Critics contend the Volt is not a true EV (electric vehicle) because the gasoline engine kicks in during a hard acceleration. The Volt features a 4-cylinder gasoline engine which acts as a generator to charge the batteries as the car is driving.

General Motors is in a dispute with critics of its upcoming Chevy Volt, which the automaker touts as an all-electric car but critics say is just a plug-in hybrid.

Critics from publications such as, Popular Mechanics, and Motor Trend magazine contend that the on-board gasoline engine kicks in on the Volt during a hard acceleration - and that makes it a hybrid.

GM calls the Volt an "extended range electric vehicle." The Volt features a gasoline engine which acts as a generator for the batteries that power the electric motor. It is the electric motor that drives the wheels - not the gasoline engine which is there to charge the batteries as the car is driving and extend its range. But the engine can also drive a secondary generator which provides power directly to the motor.

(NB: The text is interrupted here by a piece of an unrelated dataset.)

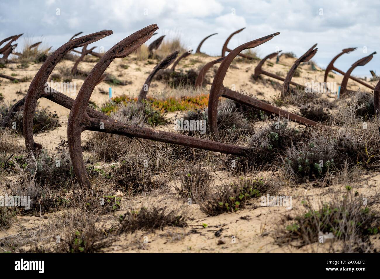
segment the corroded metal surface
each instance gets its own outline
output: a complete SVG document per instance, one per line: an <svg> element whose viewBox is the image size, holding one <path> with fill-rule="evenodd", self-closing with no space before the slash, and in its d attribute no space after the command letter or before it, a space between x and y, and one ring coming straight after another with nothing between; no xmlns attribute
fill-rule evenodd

The set-up is similar to the Toyota Prius, which is labeled a hybrid. Its gasoline engine fuels a direct-drive generator that powers the electric motor which drives the wheels.

The Detroit automaker had previously gotten in trouble with critics when it rated the Volt's mileage at 230 miles per gallon (about 1 liter/100 km). The Environment Protection Agency, the arm of the United States federal government which rates vehicle mileage, refused to go along with that rating. Mileage figures on electric cars vary wildly because they depend so much on driving habits. Driven aggressively, the batteries on an electric car can be run down very quickly.

The criticism has been particularly harsh and beyond the usual skepticism of automaker hype. accused GM of lying, titling one of its stories: "GM Lied: Chevy Volt is not a true EV."

The Chevrolet Volt goes on sale in the United States next month. Prices will start at $41,000, not including federal tax credits.